第1章
「…え?」
何が起こったのかすぐには理解できず、絵麻は恐る恐る目を開けた。すると目の前にあったのは、まるで人形のように整った青年の顔だった。
「危ないところだったね…大丈夫?」
心配そうな、少し困ったような笑顔を真正面から見てしまって、絵麻は思わず頬を赤く染めた。
(なんてキレイな人なんだろう)
ぽーっと見とれてしまったが、しばらくすると絵麻は自分の体勢がとんでもないことになっているのに気がついた。絵麻は青年に抱きしめられていたのだ。
「あっ、ご、ごめんなさい」
慌てて青年の身体から離れた絵麻だったが、一歩後ずさったところは階段で、足場が無かった。
再び転びそうになり、驚いた青年にまたもや抱きしめられるような形で助けられたのだった。
再び青年の腕の中に戻り、ふわりと香る石鹸のような匂いに絵麻はしばしぼんやりとしてしまった。彼は自分よりも少しだけ背が高く、同級生の侑介と同じくらいではないだろうか。男性の割にはほっそりとした体躯をしているな、などと思った。

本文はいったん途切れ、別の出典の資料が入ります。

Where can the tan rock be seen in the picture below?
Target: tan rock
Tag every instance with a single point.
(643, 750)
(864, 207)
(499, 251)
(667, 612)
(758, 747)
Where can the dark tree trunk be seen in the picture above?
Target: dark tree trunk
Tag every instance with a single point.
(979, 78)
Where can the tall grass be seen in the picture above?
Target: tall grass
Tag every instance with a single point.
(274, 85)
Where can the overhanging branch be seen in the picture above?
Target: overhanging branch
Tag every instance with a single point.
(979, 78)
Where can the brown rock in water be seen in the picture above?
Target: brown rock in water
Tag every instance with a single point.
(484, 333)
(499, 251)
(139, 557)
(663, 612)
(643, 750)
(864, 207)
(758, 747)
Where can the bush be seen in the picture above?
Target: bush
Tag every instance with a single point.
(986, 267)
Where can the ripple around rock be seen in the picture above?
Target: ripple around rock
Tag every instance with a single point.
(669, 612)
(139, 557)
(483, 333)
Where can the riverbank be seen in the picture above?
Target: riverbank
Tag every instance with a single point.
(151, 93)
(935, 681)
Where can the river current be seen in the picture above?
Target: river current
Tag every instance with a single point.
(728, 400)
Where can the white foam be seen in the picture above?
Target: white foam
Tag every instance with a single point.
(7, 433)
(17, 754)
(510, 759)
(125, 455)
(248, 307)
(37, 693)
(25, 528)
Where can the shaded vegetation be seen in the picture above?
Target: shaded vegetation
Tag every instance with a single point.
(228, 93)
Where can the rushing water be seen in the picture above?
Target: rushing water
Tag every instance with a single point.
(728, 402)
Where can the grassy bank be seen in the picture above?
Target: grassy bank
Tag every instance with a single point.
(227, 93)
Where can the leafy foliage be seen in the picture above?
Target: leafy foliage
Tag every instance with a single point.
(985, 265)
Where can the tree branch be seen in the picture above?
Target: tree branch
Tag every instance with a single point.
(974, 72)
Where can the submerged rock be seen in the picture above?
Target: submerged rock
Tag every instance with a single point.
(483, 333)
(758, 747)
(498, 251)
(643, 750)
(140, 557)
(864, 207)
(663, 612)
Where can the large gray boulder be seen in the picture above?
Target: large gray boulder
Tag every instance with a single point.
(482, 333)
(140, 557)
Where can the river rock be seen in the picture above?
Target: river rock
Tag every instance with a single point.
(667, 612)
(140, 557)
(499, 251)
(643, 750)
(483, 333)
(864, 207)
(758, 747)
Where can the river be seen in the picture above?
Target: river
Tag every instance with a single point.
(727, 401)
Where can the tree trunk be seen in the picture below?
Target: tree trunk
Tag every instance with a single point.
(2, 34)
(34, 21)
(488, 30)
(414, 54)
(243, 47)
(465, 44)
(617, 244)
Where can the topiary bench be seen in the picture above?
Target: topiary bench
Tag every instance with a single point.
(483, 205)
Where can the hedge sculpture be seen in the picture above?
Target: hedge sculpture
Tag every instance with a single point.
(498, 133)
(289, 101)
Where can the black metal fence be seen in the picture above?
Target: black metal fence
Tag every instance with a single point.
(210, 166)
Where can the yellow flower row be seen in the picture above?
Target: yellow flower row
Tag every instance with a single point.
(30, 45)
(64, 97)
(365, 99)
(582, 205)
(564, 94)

ぼんやりとしていた自分の事を、いつの間にか青年が見下ろしていることに気がついた。
「君が、もしかして絵麻ちゃんかな?」
「え、あ、はい」
唐突に名前を呼ばれて面食らった絵麻だったが、澄んだ清流のような声で呼ばれたのが、耳にとても心地よかった。自分を見つめる穏やかな瞳は、誰かに似ている気がした。
初めて会ったのに、何故か心が落ち着く。その声でもっと自分の名前を呼んで欲しいと思った。